The OPEC cutbacks, especially when seen from Saudi Aramco’s export volumes, has without doubt reduced LPG supply in the Middle East. And guess what, freight rate levels for voyages from Ras Tanura to Chiba have slipped from above $80/ Mt only a month ago to barely higher than $65/ Mt today. Yes, there are a few more new ships in the market, but together with dry-docking of 5 year old vessels, and the fixing of scrubbers to other VLGCs, it all pretty much equals itself out.

As far as the Houston to Chiba rates are concerned they’ve followed a similar path downwards, from mid $130s/ Mt to now sub $115/ Mt. There’s probably an argument to say that ship owners started pushing vessels over in the direction of the U.S. in January, rather than waiting to see what happened with Middle East cargoes, already in decline. In addition with the free fall in the FEI, narrowing of the ARB and serious questions about Asian demand in March and April, charterers have backed-off, even though they hold stems in the U.S. Gulf, which ultimately will have to have ships nominated against them. But, with near double digit premiums still being talked, why rush, selling fob and letting the ship owners take some of the strain seems a plausible strategy.

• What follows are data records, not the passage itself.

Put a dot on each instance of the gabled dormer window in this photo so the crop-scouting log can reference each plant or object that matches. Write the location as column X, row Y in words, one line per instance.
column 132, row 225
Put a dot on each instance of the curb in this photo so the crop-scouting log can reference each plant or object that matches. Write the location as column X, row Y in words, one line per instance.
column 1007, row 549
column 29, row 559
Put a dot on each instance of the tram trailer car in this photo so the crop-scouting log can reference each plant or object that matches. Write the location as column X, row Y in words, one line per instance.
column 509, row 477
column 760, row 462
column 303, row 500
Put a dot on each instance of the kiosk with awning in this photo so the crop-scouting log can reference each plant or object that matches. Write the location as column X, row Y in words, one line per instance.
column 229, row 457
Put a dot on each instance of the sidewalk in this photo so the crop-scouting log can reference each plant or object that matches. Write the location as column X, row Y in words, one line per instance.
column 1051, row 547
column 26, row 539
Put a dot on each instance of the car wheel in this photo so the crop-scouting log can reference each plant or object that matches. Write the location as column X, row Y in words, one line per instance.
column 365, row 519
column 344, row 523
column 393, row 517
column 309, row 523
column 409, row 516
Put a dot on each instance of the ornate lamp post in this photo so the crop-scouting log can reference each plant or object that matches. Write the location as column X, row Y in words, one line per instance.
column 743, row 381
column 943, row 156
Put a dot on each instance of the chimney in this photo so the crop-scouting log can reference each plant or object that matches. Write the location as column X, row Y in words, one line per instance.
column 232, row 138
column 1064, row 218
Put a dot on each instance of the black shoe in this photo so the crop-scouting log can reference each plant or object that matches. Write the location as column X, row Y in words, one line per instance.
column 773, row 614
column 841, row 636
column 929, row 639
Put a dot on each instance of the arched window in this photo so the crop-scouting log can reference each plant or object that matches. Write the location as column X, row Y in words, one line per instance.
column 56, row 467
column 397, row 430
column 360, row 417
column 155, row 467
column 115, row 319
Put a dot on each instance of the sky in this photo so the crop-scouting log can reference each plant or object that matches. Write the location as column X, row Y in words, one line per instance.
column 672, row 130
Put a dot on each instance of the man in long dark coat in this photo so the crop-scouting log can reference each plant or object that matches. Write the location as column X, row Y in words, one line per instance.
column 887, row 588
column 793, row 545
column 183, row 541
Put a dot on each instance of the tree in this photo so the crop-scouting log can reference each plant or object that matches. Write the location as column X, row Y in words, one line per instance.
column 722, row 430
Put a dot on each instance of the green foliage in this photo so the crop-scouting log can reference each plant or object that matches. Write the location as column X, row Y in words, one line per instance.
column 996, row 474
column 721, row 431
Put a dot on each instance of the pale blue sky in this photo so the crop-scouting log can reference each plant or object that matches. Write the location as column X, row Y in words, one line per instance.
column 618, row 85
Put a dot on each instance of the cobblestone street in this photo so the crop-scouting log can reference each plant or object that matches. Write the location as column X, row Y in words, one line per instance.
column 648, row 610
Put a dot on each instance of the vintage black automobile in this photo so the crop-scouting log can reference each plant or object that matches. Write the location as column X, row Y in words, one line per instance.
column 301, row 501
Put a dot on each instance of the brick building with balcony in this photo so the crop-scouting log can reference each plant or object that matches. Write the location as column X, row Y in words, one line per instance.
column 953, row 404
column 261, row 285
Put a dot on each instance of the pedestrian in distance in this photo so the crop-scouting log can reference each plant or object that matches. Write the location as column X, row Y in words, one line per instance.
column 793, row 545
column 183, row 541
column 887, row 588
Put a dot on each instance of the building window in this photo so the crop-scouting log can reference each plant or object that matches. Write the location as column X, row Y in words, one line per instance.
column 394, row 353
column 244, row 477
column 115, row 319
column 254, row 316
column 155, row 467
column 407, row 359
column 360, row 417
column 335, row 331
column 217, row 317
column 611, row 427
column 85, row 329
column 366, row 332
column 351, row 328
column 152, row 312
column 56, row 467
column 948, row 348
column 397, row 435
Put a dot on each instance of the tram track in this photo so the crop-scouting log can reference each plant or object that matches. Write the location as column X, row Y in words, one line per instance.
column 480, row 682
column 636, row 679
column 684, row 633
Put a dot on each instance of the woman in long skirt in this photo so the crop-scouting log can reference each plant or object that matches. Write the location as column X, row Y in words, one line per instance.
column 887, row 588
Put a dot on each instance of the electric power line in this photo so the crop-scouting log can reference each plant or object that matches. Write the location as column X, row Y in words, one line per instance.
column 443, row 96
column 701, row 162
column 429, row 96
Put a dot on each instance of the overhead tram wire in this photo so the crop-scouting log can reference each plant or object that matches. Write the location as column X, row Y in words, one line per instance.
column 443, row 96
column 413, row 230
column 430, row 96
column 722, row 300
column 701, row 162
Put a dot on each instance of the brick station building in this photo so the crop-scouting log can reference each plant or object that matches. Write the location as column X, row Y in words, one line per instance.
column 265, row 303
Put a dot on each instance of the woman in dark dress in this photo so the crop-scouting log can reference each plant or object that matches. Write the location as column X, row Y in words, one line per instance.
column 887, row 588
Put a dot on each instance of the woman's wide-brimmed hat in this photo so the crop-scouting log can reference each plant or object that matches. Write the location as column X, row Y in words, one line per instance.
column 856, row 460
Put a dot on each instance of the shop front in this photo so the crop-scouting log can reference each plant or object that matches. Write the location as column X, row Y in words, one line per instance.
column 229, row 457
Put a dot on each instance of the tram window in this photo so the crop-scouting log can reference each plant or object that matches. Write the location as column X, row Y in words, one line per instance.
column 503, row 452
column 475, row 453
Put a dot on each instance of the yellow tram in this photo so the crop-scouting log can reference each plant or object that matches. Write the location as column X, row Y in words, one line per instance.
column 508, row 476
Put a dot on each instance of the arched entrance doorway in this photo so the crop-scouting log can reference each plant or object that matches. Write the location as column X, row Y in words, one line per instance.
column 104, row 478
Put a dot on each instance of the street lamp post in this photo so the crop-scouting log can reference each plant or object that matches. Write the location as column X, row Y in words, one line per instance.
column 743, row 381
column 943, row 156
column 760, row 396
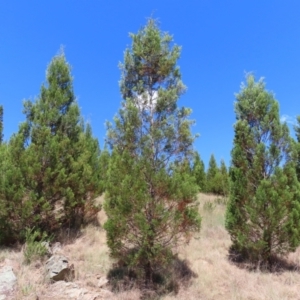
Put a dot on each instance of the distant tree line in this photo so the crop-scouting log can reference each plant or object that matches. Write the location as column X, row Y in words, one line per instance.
column 52, row 168
column 215, row 180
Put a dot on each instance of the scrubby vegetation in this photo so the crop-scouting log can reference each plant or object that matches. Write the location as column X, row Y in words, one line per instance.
column 52, row 169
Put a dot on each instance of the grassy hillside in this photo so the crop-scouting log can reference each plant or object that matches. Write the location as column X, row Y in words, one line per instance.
column 206, row 255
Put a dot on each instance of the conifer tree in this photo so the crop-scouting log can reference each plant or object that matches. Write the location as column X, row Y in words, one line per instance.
column 263, row 213
column 224, row 179
column 53, row 160
column 211, row 174
column 150, row 194
column 297, row 130
column 1, row 124
column 199, row 172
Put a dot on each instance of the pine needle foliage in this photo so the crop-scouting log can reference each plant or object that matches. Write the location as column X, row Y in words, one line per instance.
column 263, row 213
column 198, row 171
column 297, row 131
column 150, row 193
column 52, row 167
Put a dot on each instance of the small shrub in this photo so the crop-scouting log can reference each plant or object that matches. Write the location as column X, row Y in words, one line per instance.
column 209, row 206
column 35, row 248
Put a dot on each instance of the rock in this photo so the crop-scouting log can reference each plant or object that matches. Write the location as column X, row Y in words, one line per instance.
column 72, row 291
column 57, row 267
column 56, row 248
column 7, row 281
column 102, row 282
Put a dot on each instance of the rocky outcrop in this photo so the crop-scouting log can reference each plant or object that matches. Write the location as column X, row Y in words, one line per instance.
column 57, row 268
column 72, row 291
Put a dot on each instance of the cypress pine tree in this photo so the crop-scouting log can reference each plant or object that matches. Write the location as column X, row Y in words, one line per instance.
column 54, row 160
column 211, row 174
column 297, row 129
column 1, row 124
column 150, row 195
column 224, row 179
column 263, row 213
column 199, row 172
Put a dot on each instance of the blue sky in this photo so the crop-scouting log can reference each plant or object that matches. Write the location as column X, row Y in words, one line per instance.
column 221, row 41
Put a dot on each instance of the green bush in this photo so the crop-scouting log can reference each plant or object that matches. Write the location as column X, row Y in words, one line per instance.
column 35, row 247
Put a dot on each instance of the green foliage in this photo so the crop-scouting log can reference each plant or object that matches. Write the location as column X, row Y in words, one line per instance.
column 151, row 192
column 211, row 174
column 51, row 164
column 297, row 131
column 199, row 172
column 1, row 124
column 217, row 180
column 263, row 212
column 35, row 247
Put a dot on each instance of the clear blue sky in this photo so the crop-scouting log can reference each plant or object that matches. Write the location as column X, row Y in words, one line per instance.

I think it might be time to get the super-forecasters in to try their hand at LPG, as a smaller crowd of so called experts disappear for Institute of Petroleum (IP) week, surely they can’t be any worse than my forward opinions. Oh yes, we might also need to keep an eye on Iran, as it looks as if the hardliners will win the current elections, and their advisers put our Mr Cummings someway down the list on the “people of reason” chart!